General Discussion
In reply to the discussion: Covid infections are up by 68%, over the past two weeks, in my county [View all]BumRushDaShow
(169,562 posts)and am so sorry to hear of your nightmare with this disease.
I know I have posted over and over and over here that the mechanism for how this virus attaches to cells and then replicates is unique in terms of WHERE it can attach - i.e., places that have what are called "ACE2 receptors". These are located not just in the respiratory system but also in the renal system (kidneys) in the gastric system (including intestines), in the circulatory system including on the heart, and the neural system including the brain.
If you have a high enough load where some manage to get to those organs, you can be screwed.
I did read an article last week with some research that has uncovered some things about what might be happening with the inflammation responses that can cause more severe impacts.
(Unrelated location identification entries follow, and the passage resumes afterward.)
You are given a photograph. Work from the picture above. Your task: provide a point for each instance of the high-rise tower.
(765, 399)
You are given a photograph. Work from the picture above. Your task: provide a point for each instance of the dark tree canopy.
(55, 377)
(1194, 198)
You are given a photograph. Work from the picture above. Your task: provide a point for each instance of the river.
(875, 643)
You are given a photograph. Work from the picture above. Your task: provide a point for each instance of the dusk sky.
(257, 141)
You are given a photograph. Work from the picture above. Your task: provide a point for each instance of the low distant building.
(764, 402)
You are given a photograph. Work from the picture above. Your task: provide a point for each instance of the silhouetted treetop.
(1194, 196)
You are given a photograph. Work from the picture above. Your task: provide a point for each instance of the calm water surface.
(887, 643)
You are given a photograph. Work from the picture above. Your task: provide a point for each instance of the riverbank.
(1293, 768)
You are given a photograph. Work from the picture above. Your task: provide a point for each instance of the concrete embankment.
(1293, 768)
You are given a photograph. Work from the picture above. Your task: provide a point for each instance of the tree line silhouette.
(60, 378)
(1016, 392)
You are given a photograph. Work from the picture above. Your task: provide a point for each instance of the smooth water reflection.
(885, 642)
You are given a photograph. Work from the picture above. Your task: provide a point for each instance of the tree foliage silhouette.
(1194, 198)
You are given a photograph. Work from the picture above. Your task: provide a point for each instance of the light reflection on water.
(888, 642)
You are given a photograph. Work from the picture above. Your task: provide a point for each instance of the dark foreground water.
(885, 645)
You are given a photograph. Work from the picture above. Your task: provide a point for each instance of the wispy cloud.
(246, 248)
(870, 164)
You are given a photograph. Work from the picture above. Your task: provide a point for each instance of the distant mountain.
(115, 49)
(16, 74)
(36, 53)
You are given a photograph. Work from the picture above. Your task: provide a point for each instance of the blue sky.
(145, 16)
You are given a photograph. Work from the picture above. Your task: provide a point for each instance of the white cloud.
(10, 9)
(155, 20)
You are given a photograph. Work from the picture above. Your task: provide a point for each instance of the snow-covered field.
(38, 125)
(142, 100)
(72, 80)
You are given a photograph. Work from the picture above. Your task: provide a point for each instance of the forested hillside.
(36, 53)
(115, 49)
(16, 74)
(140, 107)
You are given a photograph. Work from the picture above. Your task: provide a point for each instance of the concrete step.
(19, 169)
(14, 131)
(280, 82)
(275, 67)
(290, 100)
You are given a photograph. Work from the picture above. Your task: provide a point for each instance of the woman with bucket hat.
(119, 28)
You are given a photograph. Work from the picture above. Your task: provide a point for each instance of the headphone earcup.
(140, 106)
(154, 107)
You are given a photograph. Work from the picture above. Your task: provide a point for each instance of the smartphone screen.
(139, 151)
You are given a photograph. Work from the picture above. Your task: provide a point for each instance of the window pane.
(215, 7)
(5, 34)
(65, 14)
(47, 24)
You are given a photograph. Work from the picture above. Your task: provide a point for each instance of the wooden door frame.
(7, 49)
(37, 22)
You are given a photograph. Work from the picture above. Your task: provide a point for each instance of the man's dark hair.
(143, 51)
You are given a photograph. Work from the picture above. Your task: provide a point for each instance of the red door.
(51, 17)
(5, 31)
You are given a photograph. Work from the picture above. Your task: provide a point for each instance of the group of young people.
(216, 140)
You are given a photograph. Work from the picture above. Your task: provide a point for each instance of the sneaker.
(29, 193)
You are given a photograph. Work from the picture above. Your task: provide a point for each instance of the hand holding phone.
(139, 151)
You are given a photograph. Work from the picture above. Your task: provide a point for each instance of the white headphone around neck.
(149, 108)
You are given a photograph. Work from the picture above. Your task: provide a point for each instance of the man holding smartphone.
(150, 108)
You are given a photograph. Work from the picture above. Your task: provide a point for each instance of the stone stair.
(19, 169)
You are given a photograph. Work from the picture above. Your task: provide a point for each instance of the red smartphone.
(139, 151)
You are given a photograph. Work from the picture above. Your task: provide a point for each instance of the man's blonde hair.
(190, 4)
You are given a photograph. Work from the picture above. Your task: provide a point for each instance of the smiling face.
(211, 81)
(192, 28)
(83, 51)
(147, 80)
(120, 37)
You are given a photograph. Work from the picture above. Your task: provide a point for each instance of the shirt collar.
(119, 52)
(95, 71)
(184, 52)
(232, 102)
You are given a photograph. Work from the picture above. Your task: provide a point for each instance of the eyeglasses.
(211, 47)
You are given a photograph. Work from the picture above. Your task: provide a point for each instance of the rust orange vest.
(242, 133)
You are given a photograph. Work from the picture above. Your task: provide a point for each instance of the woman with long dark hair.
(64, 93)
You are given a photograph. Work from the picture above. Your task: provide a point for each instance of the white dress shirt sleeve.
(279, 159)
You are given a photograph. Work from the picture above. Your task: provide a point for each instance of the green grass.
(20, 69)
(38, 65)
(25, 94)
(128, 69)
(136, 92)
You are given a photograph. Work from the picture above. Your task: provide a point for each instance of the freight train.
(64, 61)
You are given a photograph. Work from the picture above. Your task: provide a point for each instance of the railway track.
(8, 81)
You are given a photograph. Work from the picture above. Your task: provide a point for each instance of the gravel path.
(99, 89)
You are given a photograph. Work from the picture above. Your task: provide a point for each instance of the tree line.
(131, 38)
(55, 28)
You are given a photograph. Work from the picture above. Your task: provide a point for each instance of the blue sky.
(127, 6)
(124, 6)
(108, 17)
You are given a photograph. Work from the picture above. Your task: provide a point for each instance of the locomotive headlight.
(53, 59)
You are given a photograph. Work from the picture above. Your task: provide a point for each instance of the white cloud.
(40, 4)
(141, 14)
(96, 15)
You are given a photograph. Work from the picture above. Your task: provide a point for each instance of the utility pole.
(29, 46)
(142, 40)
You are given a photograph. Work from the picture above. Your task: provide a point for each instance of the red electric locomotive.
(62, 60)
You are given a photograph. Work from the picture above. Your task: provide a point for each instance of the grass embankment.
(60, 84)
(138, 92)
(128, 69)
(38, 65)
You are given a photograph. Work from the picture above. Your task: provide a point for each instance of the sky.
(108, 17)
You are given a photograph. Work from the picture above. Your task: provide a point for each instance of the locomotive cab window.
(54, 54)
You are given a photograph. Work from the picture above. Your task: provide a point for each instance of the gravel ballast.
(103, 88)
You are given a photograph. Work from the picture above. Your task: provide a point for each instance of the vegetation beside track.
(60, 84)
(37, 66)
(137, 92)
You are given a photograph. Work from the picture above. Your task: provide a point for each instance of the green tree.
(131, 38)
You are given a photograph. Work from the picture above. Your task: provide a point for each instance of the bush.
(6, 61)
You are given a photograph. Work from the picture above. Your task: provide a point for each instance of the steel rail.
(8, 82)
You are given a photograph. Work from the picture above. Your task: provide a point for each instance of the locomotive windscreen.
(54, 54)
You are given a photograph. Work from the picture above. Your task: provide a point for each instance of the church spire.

I had posted the below (in part) in a different thread last week - https://www.democraticunderground.com/?com=view_post&forum=1014&pid=2903945
And regarding "inflammation" - I literally read an article today based on a recent study done by Harvard with a fascinating discovery about what might be happening with the disparate inflammatory responses -
Inflammatory Insights
Study reveals how COVID-19 triggers severe immune response
By NANCY FLIESLER | Boston Childrens April 6, 2022 Research
Illustration of a macrophage battling bacteria. Image: urfingus/iStock/Getty Images Plus
This article is part of Harvard Medical Schools continuing coverage of COVID-19.
A study led by researchers at Harvard Medical School and Boston Childrens Hospital explains for the first time why COVID-19 causes severe inflammation in some people, leading to acute respiratory distress and multi-organ damage. Surprisingly, the study also finds that antibodies that people develop when they contract COVID-19 sometimes lead to more inflammation, while antibodies generated by mRNA COVID-19 vaccines seem not to. Findings were published April 6 in Nature. The team was led by Judy Lieberman, HMS professor of pediatrics at Boston Childrens; Caroline Junqueira, HMS research associate in pediatrics at Boston Childrens; and Michael Filbin, HMS assistant professor of emergency medicine at Massachusetts General Hospital.
We wanted to understand what distinguishes patients with mild versus severe COVID-19, said Lieberman. We know that many inflammatory markers are elevated in people with severe disease, and that inflammation is at the root of disease severity, but we hadnt known what triggers the inflammation.
Fiery death of immune cells
The investigators analyzed fresh blood samples from patients with COVID-19 coming to the emergency department at Mass General. They compared these with samples from healthy people and from patients with other respiratory conditions. They also looked at lung autopsy tissue from people who had died from COVID-19. They found that SARS-CoV-2 can infect monocytesimmune cells in the blood that act as sentinels or early responders to infectionas well as macrophages, similar immune cells in the lungs. Once infected, the team found, both types of cells die a fiery death called pyroptosis that releases an explosion of powerful inflammatory alarm signals. In the infected patients, about 6 percent of blood monocytes were dying an inflammatory death, said Lieberman. Thats a large number to find, because dying cells are rapidly eliminated from the body.
Examining the lung tissue from people who died from COVID-19, they found that about a quarter of the macrophages in the tissue were dying. When the researchers studied the cells for signs of SARS-CoV-2, they found that about 10 percent of monocytes and 8 percent of lung macrophages were infected. The fact that monocytes and macrophages can be infected with SARS-CoV-2 was a surprise, since monocytes dont carry ACE2 receptors, the classic entry portal for the virus, and macrophages have low amounts of ACE2. Lieberman thinks SARS-CoV-2 infection of monocytes might have previously been missed in part because researchers often study frozen blood samples, in which dead cells do not show up.
More: https://hms.harvard.edu/news/inflammatory-insights
Here's a link to the "Nature" mag publication - https://www.nature.com/articles/s41586-022-04702-4
Basically what they discovered is that COVID-19 obviously "attaches" and replicates in specific areas of the body that have what they call ACE2-receptors (which appear all over the body - not just the respiraratory system but also on the kidneys, in the digestive system, in the circulatory and neural systems - which helped to explain all the different symptoms that people might present with). But this latest research found that the virus can ALSO attach to certain "canary in the coal mine" immune cells that have none of those receptors, and although the virus can use those types of cells to replicate with, the attachment is weak and not optimal, so instead, if it does attach, it basically sets up a near-catastrophic set of processes that just destroys those cells, and doing so releases chemicals in the body that cause inflammation.
They said that they hadn't discovered this phenomena earlier because the samples that they were testing were often stored frozen and thus any traces of the now-destroyed monocytes or macrophages, would not be picked up.